Dripping Springs ISD trustees voted to set its 2021-22 tax rate at $1.3103 per $100 valuation on Sept. 27, slightly lower than last year's rate of $1.3332 per $100 valuation.

The average homeowner will see increases in their tax bills due to rapidly rising property values, which was a concern discussed at the meeting.

The new tax rate consists of a maintenance and operations rate of $0.9603 and an interest and sinking fund rate of $0.3500. The M&O rate represents a slight decrease from $0.9832.

That decrease stems from a Texas Legislative change, HB3 which passed in 2019, aimed to help homeowners facing growing taxes. The bill requires schools to reduce their M&O rates as property values increase to offset some of the cost passed to homeowners.

“Our property values have skyrocketed so much and our tax rate decrease has not caught up to that,” Trustee Stefani Reinold said.

Trustees debated the tax rate for about two hours. Reinold argued that the trustees should lower the rate to help homeowners, many who have reached out to the district to express concern over rising tax bills.

However, other trustees felt the rate was needed to maintain the district as it tries to keep up with Hays County’s growing population.

District considerations

Reinold said that the slight decrease in the tax rate, stemming from the M&O compression, and its overall low number might not appear alarming to taxpayers, but the overall increase to the bill will.

“That’s alarming to me,” Reinold said. “This is happening and our taxes are increasing and this is on the board. What are we going to do about it?”

She pointed to an increase in students, up more than 9% this year according to the board, and an increase in money coming into the district. She expressed concern the district needed to ease the taxpayers’ burden if possible.

Trustee Shannon O'Connor said the increasing revenue is going toward paying for the additional students and the new school campuses opened in the past several years. Trustee Joanna Day added that the revenue per student is not increasing each year.

Reinold also expressed concern over the district’s fund balance—the amount of money it keeps in reserve. The district’s fund sits at about $39 million, according to the board.

Trustee Ron Jones stated that that amount is roughly equal to six months of the district’s expenses. The state requires districts to keep enough money in the bank to cover four months of operating expenses, meaning the district could only potentially spend down their savings by two months, or about one-third, of costs.

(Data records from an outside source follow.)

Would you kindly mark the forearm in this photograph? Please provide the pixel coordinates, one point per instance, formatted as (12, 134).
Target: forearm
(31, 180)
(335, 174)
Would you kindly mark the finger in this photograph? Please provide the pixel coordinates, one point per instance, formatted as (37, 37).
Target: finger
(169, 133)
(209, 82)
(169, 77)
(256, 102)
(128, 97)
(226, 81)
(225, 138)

Reinold said she is concerned that taxpayer’s bills are going up, and the district is asking for more money through bonds—the last in 2018 with another planned for the future.

“I’m seeing a pattern that is very concerning as a taxpayer, as a constituent in this community and I’m understanding some frustration in this community,” Reinold said.

Day pointed 86% of the operating budget goes toward staff, meaning any possible reduction in cost would have to come from that cost bucket, something she does not feel is possible.

“I think everyone on the board is seeing their property values go up and their property taxes go up,” Day said. “Our job is to educate students and to do the best we can with the funds we have available to us.”

Reinold agreed that the district faces many challenges—a need for staff, infrastructure issues, teachers not being able to afford living in the district—but she said she feels reducing the tax burden would help to address these.

Ultimately, the tax rate passed 6-to-1 with Reinold dissenting.

“If you are going to cut, and you can’t cut people, you are going to have to cut programs, and I don’t think that is what our community expects,” said trustee Mary Jane Hetrick.

In a tough spot

Amanda Brownson, a representative with Texas Association of School Business Officials, which advises school districts on financial matters, shared with the board a few of the major factors behind the suggested tax rate.

The first is that if the district were to reduce its golden pennies, a portion of the tax it collects that is not subject to state recapture, it would not only lose that money, but it would lose state funding, via the formula transition grant. That grant is state funds approved by the Texas Legislature to ensure school districts receive at least a 3% increase for student funding each year.

Brownson said that if schools lower their “tax effort,” in other words lowering the taxes they collect from the community, past a certain point the state can take away their aid.

The district has the option to reduce its golden pennies, but then it could end up subject to more recapture cost—the mechanism through which the state takes funds from property tax wealth districts and redistribute it, according to Brownson.

The second issue is the voter approval tax ratification election cap. This is the amount a school district is allowed to increase their tax rate before they have to get voter approval. Currently, Dripping Springs ISD is at the top of the rate. If they lower it this year, they would not be able to increase it to its current rate again without getting voter approval.

Brownson said this means that trying to pass the savings of a good fiscal year on to taxpayers could present future funding issues for the district.

“You could create a financial hole not just next year, but on into the future,” Brownson said.